Из опасений перед цензурой Фразер опубликовал небольшую книгу о трех встречах с Толстым анонимно и за пределами Финляндии, в Швеции. Читатели «Mina besök hos Grefve Leo Tolstoy» («Мои визиты к графу Толстому», 1901) легко могли представить, что разговоры с финном произвели на Толстого сильное и глубокое впечатление, но имя Фразера у Толстого не упомянуто ни разу. Однако то, что отчеты Фразера об этапах развития ситуации в Финляндии были Толстому интересны, сомнений не вызывает. Но обещание попытаться передать достоверную информацию императору, судя по всему, исполнено не было. В письмах Толстого к Черткову об этой просьбе не упоминается, да и уверенность Фразера в том, что Николай II не осведомлен о политике русификации и последствиях Февральского манифеста, Толстой в любом случае не разделял.
В начале 1940‐х в Копенгагене, в квартире на улице Виллемосгаден, пожилая седая дама диктовала свои воспоминания журналисту Вильяму Хасте. Спустя сорок лет, прожитых в России, художница Теодора Краруп (1862–1941) вернулась на родину в Данию, из которой уехала в 1896 году. Ей есть что рассказать. Россия была страной возможностей, датчанка быстро освоилась в художественном мире Петербурга. Знакомство с датской вдовствующей императрицей Марией Федоровной обеспечило ей хорошо оплачиваемые заказы при дворе. Краруп написала несколько портретов самого Распутина. В мемуарах, созданных на основе разговоров с Хасте, «42 Aar i Czarriget og Sovjet» («42 года при царе и Советах», 1942) описывается жизнь в Петербурге, встречи с министрами, писателями, журналистами, датчанами, шведами… Пережитое лично смешивается с прочитанным452
.Среди тех, с кем, по словам Краруп, она встречалась в России, есть и Толстой. Когда это произошло, она не говорит, сообщая лишь, что встреча состоялась в один из ее приездов в Москву. Но у нас есть ориентир. Поскольку Толстой рассказывает датской гостье, что прочел почти все тома серии Петера Ганзена «Фиорды» (13 томов, 1909–1913) и обратил особое внимание на роман В. Йенсена «Ледник: мифы о ледниковом периоде и первом человеке», второй том серии «Долгий путь», то речь должна идти о 1909 годе и последнем визите Толстого в Москву.

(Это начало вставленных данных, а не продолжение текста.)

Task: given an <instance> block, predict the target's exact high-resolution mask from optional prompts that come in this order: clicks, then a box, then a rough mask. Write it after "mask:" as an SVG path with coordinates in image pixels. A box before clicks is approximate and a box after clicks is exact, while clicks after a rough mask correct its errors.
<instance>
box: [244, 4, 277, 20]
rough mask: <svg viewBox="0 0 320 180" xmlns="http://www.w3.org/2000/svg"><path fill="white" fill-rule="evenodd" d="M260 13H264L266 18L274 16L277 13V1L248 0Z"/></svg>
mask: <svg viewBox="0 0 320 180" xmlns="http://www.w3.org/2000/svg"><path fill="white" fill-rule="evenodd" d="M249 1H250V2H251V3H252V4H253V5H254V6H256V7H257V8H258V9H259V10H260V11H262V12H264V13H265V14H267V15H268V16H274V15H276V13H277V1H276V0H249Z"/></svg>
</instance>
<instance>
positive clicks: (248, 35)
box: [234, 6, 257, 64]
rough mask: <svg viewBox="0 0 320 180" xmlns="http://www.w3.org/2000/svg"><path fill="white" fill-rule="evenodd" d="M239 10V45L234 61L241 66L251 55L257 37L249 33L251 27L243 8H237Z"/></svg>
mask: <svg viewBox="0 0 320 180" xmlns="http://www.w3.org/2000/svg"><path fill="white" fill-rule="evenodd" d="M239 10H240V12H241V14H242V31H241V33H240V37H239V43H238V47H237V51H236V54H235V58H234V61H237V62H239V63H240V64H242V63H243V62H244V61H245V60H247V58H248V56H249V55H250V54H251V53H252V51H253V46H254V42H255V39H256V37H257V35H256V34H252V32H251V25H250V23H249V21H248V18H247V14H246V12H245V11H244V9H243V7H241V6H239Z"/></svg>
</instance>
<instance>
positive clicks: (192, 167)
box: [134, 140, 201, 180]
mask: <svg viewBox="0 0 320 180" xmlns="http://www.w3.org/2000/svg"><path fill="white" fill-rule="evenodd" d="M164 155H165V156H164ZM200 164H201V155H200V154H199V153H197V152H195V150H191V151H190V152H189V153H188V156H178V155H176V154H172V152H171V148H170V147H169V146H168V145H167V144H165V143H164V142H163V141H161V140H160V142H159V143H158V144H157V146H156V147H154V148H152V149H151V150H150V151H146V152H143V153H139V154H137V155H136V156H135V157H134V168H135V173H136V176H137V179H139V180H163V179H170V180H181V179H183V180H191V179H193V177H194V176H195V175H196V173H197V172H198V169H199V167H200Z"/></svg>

Однако возникает проблема. В тот раз Толстой останавливался в Хамовниках всего на две ночи (3–4 и 18–19 сентября), а в промежутке жил у Черткова в 35 километрах от города. Недолгое время, проведенное Толстым в стенах московского дома, подробно задокументировано, и среди тех, кто утром 19 сентября толпился в доме, Краруп не значится. Даже если она приходила в этот день, то частную аудиенцию для долгого разговора ей бы получить не удалось. Положение осложняется еще и тем, что в библиотеке Толстого нет ни одного экземпляра «Фиордов» и ни серия, ни роман Йенсена нигде больше не упоминаются.